Logements classés F ou G (DPE) : ces risques méconnus pour votre assurance habitation

Logements classés F ou G (DPE) : ces risques méconnus pour votre assurance habitation

 

Les logements dits “passoires thermiques”, classés F ou G au DPE, sont au cœur de l’actualité nationale. Selon l’ADEME, la France compte environ 4,8 millions de logements énergivores. Si l’impact sur la location est largement médiatisé, les conséquences sur l’assurance habitation restent largement méconnues.

 

 

DPE et assurance habitation : aucun lien direct… mais un risque indirect réel

 

Un mauvais DPE n’annule pas un contrat d’assurance habitation.
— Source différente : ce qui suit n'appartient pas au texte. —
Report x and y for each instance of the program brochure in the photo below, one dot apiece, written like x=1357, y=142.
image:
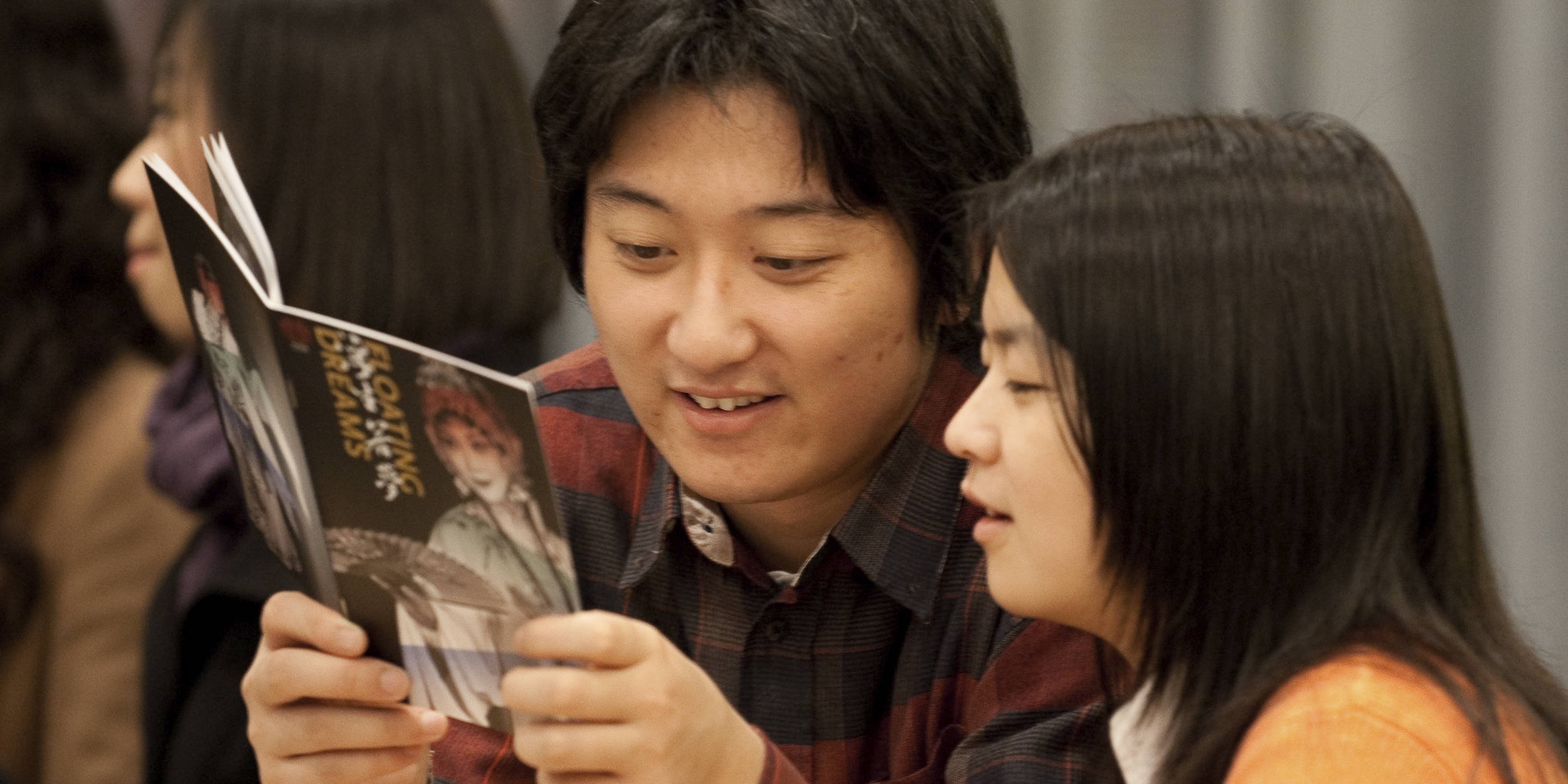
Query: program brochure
x=405, y=485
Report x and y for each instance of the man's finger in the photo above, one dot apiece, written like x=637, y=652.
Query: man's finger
x=295, y=673
x=593, y=637
x=312, y=728
x=292, y=620
x=563, y=747
x=391, y=766
x=576, y=694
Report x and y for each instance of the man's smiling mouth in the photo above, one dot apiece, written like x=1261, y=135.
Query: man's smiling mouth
x=726, y=403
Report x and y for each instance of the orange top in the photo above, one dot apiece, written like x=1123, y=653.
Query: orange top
x=1369, y=719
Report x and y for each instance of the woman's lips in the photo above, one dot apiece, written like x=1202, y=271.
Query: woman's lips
x=992, y=526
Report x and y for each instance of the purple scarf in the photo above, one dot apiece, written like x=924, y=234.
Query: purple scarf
x=190, y=463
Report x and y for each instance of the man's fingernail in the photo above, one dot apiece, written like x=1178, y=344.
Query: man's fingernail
x=393, y=682
x=432, y=722
x=346, y=638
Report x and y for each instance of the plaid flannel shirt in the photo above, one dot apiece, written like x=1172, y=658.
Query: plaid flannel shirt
x=886, y=660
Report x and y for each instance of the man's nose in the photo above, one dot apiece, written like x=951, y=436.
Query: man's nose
x=712, y=331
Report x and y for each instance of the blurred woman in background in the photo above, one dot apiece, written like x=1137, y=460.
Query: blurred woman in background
x=1222, y=430
x=83, y=537
x=388, y=149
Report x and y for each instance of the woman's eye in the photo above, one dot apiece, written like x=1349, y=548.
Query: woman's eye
x=786, y=265
x=642, y=252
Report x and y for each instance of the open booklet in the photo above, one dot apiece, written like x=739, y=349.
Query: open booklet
x=405, y=485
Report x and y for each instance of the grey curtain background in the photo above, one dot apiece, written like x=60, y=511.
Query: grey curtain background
x=1468, y=99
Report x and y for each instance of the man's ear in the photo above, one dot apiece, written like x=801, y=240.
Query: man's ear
x=952, y=312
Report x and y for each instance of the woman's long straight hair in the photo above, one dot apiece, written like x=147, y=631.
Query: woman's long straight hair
x=1271, y=415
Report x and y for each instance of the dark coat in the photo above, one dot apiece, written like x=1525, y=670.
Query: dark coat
x=193, y=714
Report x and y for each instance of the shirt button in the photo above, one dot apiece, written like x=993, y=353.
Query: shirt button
x=775, y=631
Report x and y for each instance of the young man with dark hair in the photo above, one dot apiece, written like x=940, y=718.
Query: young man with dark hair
x=760, y=201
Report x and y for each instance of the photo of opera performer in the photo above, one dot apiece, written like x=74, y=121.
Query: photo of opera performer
x=457, y=653
x=250, y=424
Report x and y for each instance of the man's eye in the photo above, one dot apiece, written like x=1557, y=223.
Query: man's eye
x=642, y=252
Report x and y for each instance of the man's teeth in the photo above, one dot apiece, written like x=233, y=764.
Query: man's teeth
x=726, y=403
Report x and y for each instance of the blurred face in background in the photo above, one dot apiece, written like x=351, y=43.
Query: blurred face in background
x=181, y=117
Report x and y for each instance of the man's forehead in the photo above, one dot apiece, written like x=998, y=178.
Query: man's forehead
x=618, y=193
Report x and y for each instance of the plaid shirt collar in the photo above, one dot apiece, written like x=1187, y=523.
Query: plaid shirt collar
x=914, y=490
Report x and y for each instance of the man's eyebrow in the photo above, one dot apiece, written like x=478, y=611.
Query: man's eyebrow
x=1009, y=334
x=808, y=208
x=622, y=193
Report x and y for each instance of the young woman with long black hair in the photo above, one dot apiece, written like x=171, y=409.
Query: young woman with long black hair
x=389, y=152
x=1222, y=430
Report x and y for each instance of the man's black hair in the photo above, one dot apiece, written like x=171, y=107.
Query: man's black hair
x=904, y=104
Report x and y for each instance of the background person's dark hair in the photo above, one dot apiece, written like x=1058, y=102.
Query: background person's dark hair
x=905, y=104
x=391, y=156
x=65, y=306
x=1271, y=416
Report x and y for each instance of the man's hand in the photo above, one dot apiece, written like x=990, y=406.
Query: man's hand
x=638, y=711
x=320, y=712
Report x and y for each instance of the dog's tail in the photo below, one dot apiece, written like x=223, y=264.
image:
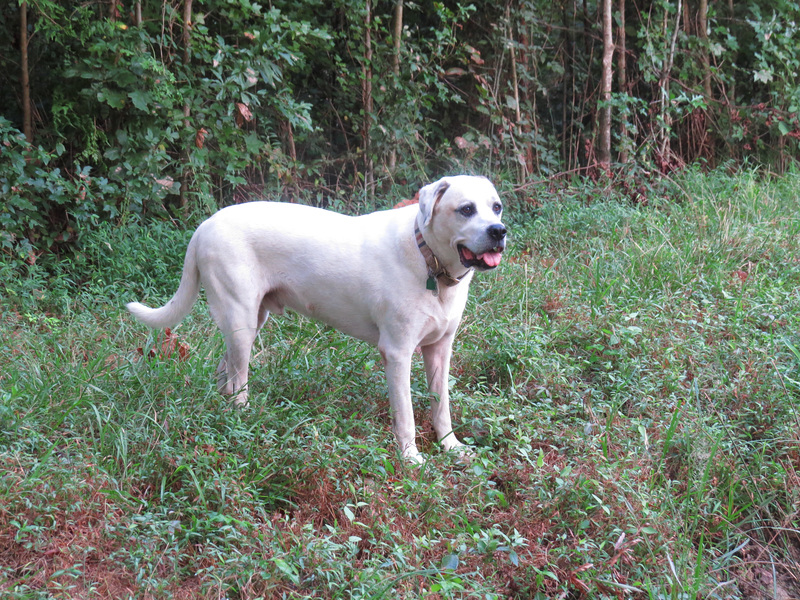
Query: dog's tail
x=181, y=303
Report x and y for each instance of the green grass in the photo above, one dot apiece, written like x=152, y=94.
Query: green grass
x=630, y=378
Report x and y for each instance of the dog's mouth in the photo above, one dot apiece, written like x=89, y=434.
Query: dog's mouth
x=485, y=261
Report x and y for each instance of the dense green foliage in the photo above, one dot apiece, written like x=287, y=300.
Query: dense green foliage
x=630, y=377
x=136, y=107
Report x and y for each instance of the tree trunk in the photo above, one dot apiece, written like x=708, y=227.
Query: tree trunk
x=366, y=94
x=568, y=87
x=397, y=35
x=702, y=32
x=622, y=81
x=187, y=111
x=27, y=118
x=604, y=118
x=665, y=127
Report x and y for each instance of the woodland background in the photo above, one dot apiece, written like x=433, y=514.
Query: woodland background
x=629, y=376
x=115, y=109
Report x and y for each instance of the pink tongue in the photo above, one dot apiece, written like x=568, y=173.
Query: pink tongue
x=491, y=258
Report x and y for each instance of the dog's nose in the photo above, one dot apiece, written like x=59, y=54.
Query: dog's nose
x=497, y=231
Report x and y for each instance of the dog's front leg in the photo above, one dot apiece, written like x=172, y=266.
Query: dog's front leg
x=398, y=376
x=437, y=370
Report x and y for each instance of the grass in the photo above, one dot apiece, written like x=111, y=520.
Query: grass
x=630, y=378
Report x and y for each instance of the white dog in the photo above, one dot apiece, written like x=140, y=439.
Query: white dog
x=397, y=279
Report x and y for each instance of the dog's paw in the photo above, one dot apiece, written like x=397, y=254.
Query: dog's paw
x=413, y=456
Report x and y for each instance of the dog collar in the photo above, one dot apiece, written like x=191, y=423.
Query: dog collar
x=436, y=272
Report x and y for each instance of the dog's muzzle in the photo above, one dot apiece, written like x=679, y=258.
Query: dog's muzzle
x=489, y=257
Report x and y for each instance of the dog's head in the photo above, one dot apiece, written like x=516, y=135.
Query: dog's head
x=461, y=216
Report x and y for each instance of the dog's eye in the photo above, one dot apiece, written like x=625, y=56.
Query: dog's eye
x=467, y=210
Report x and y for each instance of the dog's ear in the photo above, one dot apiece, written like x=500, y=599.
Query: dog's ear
x=429, y=197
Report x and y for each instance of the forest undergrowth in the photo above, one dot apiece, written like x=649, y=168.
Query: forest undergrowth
x=629, y=378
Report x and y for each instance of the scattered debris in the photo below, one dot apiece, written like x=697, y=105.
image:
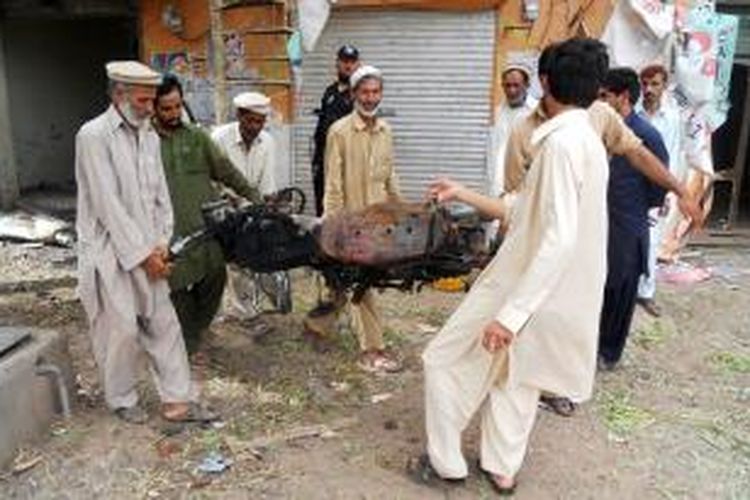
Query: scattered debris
x=341, y=386
x=304, y=432
x=214, y=463
x=24, y=461
x=731, y=362
x=390, y=425
x=23, y=226
x=165, y=448
x=200, y=481
x=379, y=398
x=426, y=329
x=621, y=417
x=682, y=273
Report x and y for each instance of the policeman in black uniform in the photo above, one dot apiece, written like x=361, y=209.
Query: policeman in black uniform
x=336, y=103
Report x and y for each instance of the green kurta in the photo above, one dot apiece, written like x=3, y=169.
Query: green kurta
x=191, y=161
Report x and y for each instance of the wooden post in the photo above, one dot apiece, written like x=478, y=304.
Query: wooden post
x=9, y=190
x=740, y=158
x=218, y=60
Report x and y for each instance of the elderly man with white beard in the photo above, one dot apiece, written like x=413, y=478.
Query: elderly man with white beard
x=359, y=172
x=124, y=222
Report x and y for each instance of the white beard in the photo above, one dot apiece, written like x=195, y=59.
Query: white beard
x=367, y=114
x=127, y=112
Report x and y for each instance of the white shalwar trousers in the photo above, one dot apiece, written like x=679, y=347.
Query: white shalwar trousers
x=508, y=415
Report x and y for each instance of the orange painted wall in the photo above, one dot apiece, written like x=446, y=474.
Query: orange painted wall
x=241, y=21
x=513, y=33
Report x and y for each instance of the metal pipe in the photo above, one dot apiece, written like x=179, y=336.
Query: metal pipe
x=45, y=368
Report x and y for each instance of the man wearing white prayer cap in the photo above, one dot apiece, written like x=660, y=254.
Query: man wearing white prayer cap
x=359, y=172
x=252, y=150
x=517, y=104
x=124, y=223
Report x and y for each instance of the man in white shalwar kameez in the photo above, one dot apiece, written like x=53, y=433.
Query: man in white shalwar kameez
x=124, y=223
x=530, y=322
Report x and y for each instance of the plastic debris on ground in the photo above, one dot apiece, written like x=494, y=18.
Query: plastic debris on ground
x=23, y=226
x=682, y=273
x=214, y=463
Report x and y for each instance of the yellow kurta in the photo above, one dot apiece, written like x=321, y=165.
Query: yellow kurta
x=617, y=137
x=546, y=285
x=359, y=165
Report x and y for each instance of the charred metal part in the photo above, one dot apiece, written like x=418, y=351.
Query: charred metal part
x=388, y=245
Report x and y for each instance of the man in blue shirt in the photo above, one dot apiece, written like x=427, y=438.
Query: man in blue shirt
x=630, y=195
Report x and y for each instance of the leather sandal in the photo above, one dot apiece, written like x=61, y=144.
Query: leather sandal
x=504, y=491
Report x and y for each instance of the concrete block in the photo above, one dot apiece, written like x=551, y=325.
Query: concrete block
x=30, y=401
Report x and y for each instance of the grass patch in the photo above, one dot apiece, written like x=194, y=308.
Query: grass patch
x=434, y=316
x=731, y=362
x=394, y=338
x=620, y=416
x=652, y=334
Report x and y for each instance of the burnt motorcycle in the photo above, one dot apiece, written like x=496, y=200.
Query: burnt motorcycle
x=387, y=245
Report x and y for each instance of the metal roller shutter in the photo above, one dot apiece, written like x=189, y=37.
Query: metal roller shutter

En revanche, il peut :

  • augmenter la fréquence des sinistres (gel, condensation, défaillance des équipements),
  • compliquer l’indemnisation si le logement présente un défaut d’entretien manifeste.

 

Selon France Assureurs, les logements mal isolés enregistrent davantage de sinistres hivernaux, notamment liés au gel et aux pannes de chauffage.

 

Défaut d’entretien : un motif de réduction d’indemnisation

 

L’assurance habitation couvre l’aléa, pas la négligence.
Un logement mal classé DPE peut révéler :

 

  • une isolation inexistante,
  • un chauffage vétuste,
  • des installations non conformes.

 

Ces éléments peuvent être retenus par l’assureur en cas de sinistre.

 

Votre logement est classé F ou G ?

Assurez-vous que votre habitation est bien couverte avant l’hiver en contactant l’une de nos agences Coreis.

 

FAQ – DPE et assurance habitation

 

> Un logement F ou G peut-il être refusé par un assureur ?
Non, mais des garanties peuvent être ajustées.

 

> Le DPE impacte-t-il l’indemnisation ?
Indirectement, oui, s’il révèle un défaut d’entretien.

 

> Dois-je déclarer mon DPE à mon assureur ?
Ce n’est pas obligatoire, mais recommandé lors de travaux.